The second story is “The tears of the Judge.” Absurdity defines this second story: a tenant woman steals her (incessantly rude) landlord’s furniture to pay her daughter-in-law to stay with her son, who treats his wife only as a sex object and nothing else. The daughter-in-law follows by taking to the stage and exposing the absurd behaviours of the landlord. She has also learnt to forgive her husband and forego her compensation. She wishes to re-join him and be treated as a sex-object.
The landlord, for his part, has his own reasons for his absurdities… and the cycle goes along through different people in the assembled audience until, in the end, the judge finds herself surrounded by depraved stories. The story ends with the judge reduced to tears. There are themes of exploitation, suppression by the powerful, succumbing to exploitation and then being willingly oblivious to it that jump out constantly.
“The Owners of Dixie” is the third and final episode of this part. Dixie is a little dog and becomes the metaphor of continued hardship and suffering of the people. Dixie moves from one household to the other in a building and with him the all-pervasive challenges across all aspects of life. While ‘austerity’ is not a word often used, it is the obvious target of the poverty-stricken people.

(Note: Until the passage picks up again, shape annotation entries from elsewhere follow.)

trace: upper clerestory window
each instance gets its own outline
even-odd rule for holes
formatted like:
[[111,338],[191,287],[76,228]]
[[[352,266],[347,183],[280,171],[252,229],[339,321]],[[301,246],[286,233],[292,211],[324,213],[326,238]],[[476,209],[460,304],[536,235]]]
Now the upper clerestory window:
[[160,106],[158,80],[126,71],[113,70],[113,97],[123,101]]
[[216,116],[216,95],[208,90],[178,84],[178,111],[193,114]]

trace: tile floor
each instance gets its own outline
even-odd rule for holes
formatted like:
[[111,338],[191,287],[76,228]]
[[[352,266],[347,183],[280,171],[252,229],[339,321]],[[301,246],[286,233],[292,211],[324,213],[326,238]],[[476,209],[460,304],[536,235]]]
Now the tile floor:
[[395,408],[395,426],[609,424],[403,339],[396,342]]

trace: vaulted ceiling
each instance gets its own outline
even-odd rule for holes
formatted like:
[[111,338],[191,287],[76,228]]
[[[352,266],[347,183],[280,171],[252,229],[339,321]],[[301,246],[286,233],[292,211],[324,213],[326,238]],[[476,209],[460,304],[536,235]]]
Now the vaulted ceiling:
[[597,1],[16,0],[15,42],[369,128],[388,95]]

Gomes employs such skill and ingenuity in alluding to the obvious in so many ways that it’s very easy to be taken in by yet another disjuncted storyline. Coherence is not what I was seeking and this second instalment has inherent smarts and is more melodic in its tragedy. I’m looking forward to the last piece of Gomes’s puzzle and how he will bring it to some sort of finality.
Arabian Nights Volume 2: The Desolate One screened at Cinema du Parc.